胸糞悪い瞬間を思い出すなんて、情けない。




そうだそうだ、溝を掘るんだ。

大地に手を当てて土魔法を唱えた。


大地が沈下して表面が硬くなった。

深さ5メートル幅も5メートルで長さは100メートルだ。


ちょっと魔力を使い過ぎた。

魔石で魔力回復だ。
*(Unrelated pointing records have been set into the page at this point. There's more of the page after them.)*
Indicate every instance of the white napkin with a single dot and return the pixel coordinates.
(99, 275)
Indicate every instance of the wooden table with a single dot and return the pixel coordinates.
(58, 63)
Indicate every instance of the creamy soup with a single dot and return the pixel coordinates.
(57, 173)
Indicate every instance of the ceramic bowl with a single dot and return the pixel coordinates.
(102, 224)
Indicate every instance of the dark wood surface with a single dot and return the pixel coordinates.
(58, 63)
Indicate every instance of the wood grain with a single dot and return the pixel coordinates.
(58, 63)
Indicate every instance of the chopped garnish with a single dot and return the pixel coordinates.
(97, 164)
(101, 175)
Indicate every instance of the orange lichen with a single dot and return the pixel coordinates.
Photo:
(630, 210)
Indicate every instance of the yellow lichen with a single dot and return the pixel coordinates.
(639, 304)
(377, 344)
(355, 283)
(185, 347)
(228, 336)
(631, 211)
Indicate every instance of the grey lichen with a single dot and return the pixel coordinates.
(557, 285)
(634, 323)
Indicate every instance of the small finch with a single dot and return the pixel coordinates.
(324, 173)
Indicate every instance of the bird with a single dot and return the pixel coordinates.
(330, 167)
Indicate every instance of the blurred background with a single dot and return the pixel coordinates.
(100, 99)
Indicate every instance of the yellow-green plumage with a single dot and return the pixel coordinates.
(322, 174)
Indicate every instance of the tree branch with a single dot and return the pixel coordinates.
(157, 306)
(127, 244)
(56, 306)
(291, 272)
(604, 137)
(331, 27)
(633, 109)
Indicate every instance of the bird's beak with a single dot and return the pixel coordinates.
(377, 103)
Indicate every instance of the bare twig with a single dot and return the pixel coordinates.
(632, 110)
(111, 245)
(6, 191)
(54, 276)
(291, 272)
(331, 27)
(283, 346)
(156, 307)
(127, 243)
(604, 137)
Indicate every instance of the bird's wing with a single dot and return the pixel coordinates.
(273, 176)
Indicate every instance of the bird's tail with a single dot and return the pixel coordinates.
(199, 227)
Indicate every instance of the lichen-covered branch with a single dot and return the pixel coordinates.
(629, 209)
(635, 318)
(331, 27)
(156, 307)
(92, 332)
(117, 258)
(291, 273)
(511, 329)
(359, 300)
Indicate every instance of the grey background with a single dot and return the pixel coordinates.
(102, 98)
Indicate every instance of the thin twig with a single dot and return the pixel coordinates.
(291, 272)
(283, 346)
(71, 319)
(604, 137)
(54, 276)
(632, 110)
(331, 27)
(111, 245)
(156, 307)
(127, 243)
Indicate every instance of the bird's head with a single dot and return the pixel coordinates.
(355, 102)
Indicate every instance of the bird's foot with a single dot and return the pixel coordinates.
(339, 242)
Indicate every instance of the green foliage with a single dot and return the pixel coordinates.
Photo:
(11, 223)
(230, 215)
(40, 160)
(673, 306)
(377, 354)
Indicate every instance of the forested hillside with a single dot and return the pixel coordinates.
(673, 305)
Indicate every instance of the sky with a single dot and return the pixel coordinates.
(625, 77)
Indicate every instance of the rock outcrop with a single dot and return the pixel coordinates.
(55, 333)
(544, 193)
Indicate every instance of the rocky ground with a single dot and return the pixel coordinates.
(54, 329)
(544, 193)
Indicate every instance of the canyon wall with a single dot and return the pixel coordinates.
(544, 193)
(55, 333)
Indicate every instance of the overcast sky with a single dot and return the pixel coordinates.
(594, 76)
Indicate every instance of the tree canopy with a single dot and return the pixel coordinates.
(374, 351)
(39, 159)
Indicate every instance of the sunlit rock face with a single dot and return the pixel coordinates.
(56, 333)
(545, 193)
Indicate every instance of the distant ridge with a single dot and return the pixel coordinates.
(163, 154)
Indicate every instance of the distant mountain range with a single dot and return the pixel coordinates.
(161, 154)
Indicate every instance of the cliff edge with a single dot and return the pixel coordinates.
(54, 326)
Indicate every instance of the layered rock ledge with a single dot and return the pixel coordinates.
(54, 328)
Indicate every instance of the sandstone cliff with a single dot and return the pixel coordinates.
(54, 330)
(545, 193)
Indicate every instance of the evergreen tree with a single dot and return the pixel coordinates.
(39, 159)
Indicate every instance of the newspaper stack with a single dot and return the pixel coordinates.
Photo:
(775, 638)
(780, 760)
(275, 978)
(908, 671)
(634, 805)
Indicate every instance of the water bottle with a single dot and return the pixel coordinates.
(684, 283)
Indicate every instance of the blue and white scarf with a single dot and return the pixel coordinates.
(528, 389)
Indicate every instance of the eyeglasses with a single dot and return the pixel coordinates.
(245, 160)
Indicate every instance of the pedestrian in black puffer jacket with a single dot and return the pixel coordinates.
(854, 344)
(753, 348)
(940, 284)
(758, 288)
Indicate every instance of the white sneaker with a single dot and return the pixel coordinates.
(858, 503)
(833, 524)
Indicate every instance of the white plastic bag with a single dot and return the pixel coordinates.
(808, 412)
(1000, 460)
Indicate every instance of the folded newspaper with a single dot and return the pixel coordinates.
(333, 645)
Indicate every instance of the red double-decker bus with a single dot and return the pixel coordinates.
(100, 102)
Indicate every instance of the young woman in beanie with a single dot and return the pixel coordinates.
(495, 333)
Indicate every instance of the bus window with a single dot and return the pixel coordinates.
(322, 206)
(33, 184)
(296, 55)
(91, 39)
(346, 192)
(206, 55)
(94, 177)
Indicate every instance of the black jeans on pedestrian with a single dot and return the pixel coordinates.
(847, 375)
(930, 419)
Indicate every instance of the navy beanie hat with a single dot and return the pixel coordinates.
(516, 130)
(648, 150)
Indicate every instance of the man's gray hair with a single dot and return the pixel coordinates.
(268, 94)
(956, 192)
ああ力がみなぎってきた。


壁と溝の間の1メートル幅を走りながら、100メートル先まで来た。


又も大地に手を当てて土魔法を唱えた。


「ドドドド」と沈下して表面が硬くなった。


2キロも溝を作った。



あ!スマホが鳴った。佐々木さんだ。


「はいはい・・・え!壊れかけの壁があるって、何処どこに居るかって・・・ここは何処だ。修復した壁に戻るので、そこで」


俺はバランスを取ながら走った。


「あ!ヘリだ」


見つけたようで近づいてきた。

あ!フルハーネス型の安全ベストが降りてきた。

これを身に着けるのか、この足を入れてベルトをギュッとしてベストでカチカチと固定だ。


「え!なんて」


「ああOKだよ」


お、ふわりと浮いた。「スルスル」と引張り上げられた。


ヘリに入り込んだ。


「2ヶ所もあるので、そのままで」


え!締め付けられて股間が痛いのに・・・


どうにか2ヶ所の修復も終わった。


念の為に溝も掘ってやった。




もう夕暮れだ。


壁に設置された強力ライトが、1つ、2つと点灯して全てが点灯した。


「ゾンビだ!ゾンビが来たぞ!」


けたたましくサイレンが鳴り響いた。


前夜のゾンビよりはるかに大量なゾンビだ。

ライトを照らす兵士の顔もこわばった。


「あんなに居るぞ・・・今回も守れるのか」


「守るしかないんだ。しっかりしろ。ここが破られたら家族も助からないと思え!!」


「申し訳ありません」


「分かればいい」



「ライトをもっと照らせ!」


前回より強力なライトだ。

ゾンビが嫌がってる。しかし、死なないぞ。


「ライトをクロスさせて集中させるんだ」


クロスさせた途端の逃げ出した。

溝にはゾンビがうじゃうじゃ居やがった。


俺は、たまらず光魔法を唱えた。


「光よ、照らせ」


あ!一瞬で土くれとなった。そしてボロボロと崩れ去った。

めちゃくちゃ強力な光魔法だ。


だけど、ここでストップだ。

俺が居なくても防衛で防ぐ必要があった。


俺は、こんな所に長く居たくないのが本音だ。


追加のライトが運ばれて来た。


「早く設置を急げ!」


「こっちにも持って来い!」


夕暮れから始まった戦いが、朝日が昇る1時間前に終わった。

ゾンビが逃げた。


もう軍人たちが抱き合って泣いた。


「助かったんだ」


「あれだけのゾンビを・・・撃退したとは」


「そうだな」と言ったかった。俺の中には不安だけが残っていた。